By YEGANEH JUNE TORBATI

WASHINGTON — The Educational Testing Service, the company that offers the Test of English as a Foreign Language, announced Thursday that it would resume registering students for its tests inside Iran after striking a deal with a bank willing to process payments.

The company said two weeks ago that it was temporarily halting registrations for the English test and its graduate-school admissions exam, after its bank refused to continue processing payments from Iran amid recent sanctions by the international community taking aim at the country’s financial institutions.

United States officials reiterated that sanctions approved by Congress last month were not intended to interfere in the business of companies with permission to operate in Iran, such as E.T.S., but rather to halt the advancement of the country’s nuclear program. At least one other company licensed to operate in Iran has reported problems arising from sanctions.

Iranian students and E.T.S. are letting out sighs of relief that registrations will resume.

“We’re very glad it was short-lived,” Thomas Ewing, an E.T.S. spokesman, said of the pause in registrations. During the hiatus, E.T.S. continued to conduct tests in Iran for students who had already registered, he said.

In an interview with the Iranian Mehr news agency Thursday, Ebrahim Khodaie, an official at Iran’s National Organization for Educational Testing, which coordinates student testing in Iran, confirmed that students can again register for the exams.

The testing service found another bank willing to process payments from Iran, and Mr. Ewing said it had been vetted by the Treasury Department. He declined to identify either the company’s former bank or the new one, saying only that both operate internationally.

The language exam is often a route to the West for Iranians hoping to study abroad, and the announcement July 14 that the company was suspending registrations in the country prompted an outcry from Iranian policy analysts, along with students and university admissions officers in the United States.

To register for the test and the Graduate Record Examination, students pay fees to the National Organization for Educational Testing, which transfers payments through banks to E.T.S. The testing service holds a license to operate in Iran from the Office of Foreign Assets Control, the Treasury Department unit that enforces American economic and trade sanctions.

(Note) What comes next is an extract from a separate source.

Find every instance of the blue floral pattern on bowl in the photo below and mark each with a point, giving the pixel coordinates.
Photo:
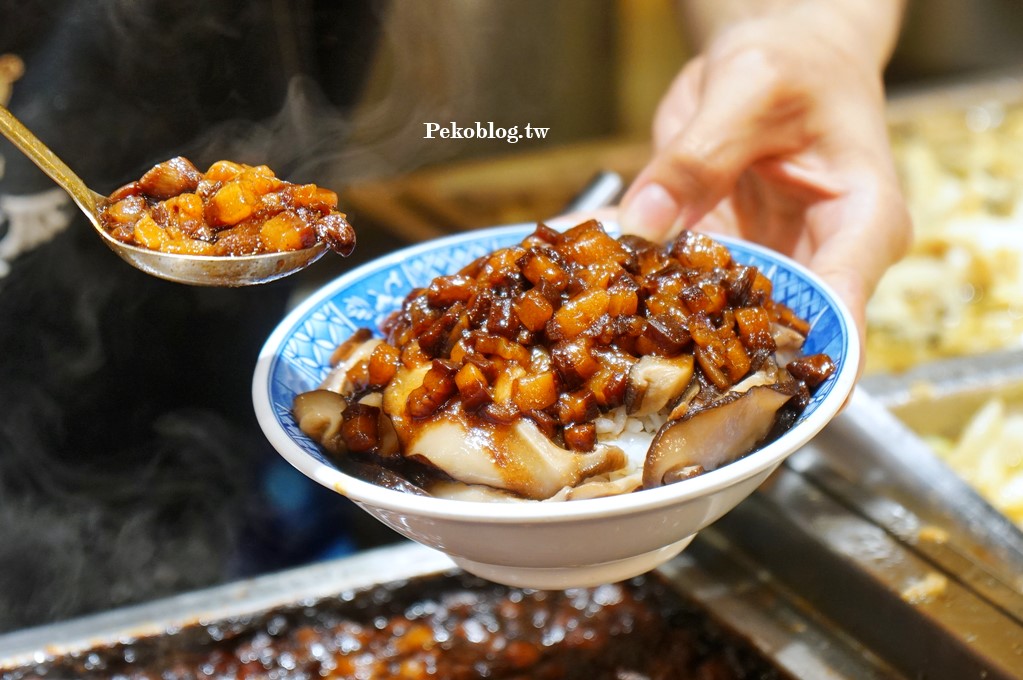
(302, 345)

But the sanctions approved by both the United Nations and the United States taking aim at Iran’s financial institutions have heightened some banks’ fears of transactions involving Iran. The United States has sanctioned 16 Iranian banks accused of having connections with the country’s nuclear program, and this week the European Union announced that it would freeze the assets of several Iranian banks, in a move to isolate the country economically over its nuclear program.

An official in the Office of Foreign Assets Control said that the organization makes a significant effort to make clear to financial companies what they are permitted to do under the sanctions.

“I think there’s actually a pretty good awareness of what our sanctions prohibit and require with respect to Iran,” the official said.